While he's great at using his muscular frame to work his way to the rim, Jackson's biggest strength comes with his solid ability to work in the pick and roll. In his first two games with the Stampede, he's already developed a PnR relationship with fellow D-League rookie Richard Howell and Idaho vet Dallas Lauderdale. The combination of his overall athletic ability and patience in the pick and roll should help elevate his overall NBA potential, despite the fact that he's only 5'10.
As the unofficial gatekeeper of the Stampede offense, Pierre Jackson is asked to carry the scoring load alongside Howell and fellow guard Dee Bost. Though the season is still extremely young, Jackson has etched a nice spot as the number one option for Idaho. As previously mentioned, he is a tremendous guard in terms of penetrating from the perimeter and attacking the basket but his skills towards the perimeter will hopefully look to improve during his time with Idaho. Against Bakersfield, Jackson was able to be the most effective when he utilized his step-back pull-up jumper. This shot is ideal for someone of Jackson's height as he's able to create space away from his defender to get an open look.
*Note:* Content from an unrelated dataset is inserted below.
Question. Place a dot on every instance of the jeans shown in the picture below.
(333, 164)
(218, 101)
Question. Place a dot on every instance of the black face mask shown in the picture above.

While it wasn't so apparent in the game against the Jam, Jackson has amazing potential as a catch and shoot prospect because of his quick and smooth shooting stroke.
Though the 5'10 Jackson is held to the task of being Idaho's main scorer, he's also asked to lead the team as a distributor. Since his days with Baylor, Jackson has always struggled with that particular task because of continued issues with his decision making ability. Those issues seem to be working their way to the D-League as he's currently averaging an eye-popping 5.0 turnovers per contest in the short two game season.
Probably the biggest reasoning behind Jackson's success and failures as a distributor can be pointed back to fact that he's constantly moving around the court when he has the ball. As you can see from the video, Jackson is easily able to drive to the rim and kick it out to a cutting teammate or an open perimeter shooter. While those positives are clear from his 4.5 assists per game, Jackson's up-tempo style of play could lead to multiple issues. For example, those cross-court passes to the perimeter have a certain level of danger depending on a variety of different factors. While the season is still extremely young, Jackson's work as the overall leader of the Stampede offense will undoubtedly be in question.
Though Jackson has only played two NBADL games, it's already easy to tell the 5'10 guard has a future in the NBA. Could it be with the Pelicans? Maybe. But their abundance of back-court players makes things a little bit more tricky. As he currently stands, Jackson is one of the more lethal offensive guards in the league. With the combination of speed, athleticism and a solid jumper, Jackson can be an extremely intriguing Stampede prospect.
With that said, Jackson's "out of control" nature could continue to a variety of different issues. While his five turnovers per game will probably decrease as the season goes on, it's still a concern as he continues to audition for a potential role with either the Pelicans or another NBA team that's in search for an offensive weapon for their back-court rotation.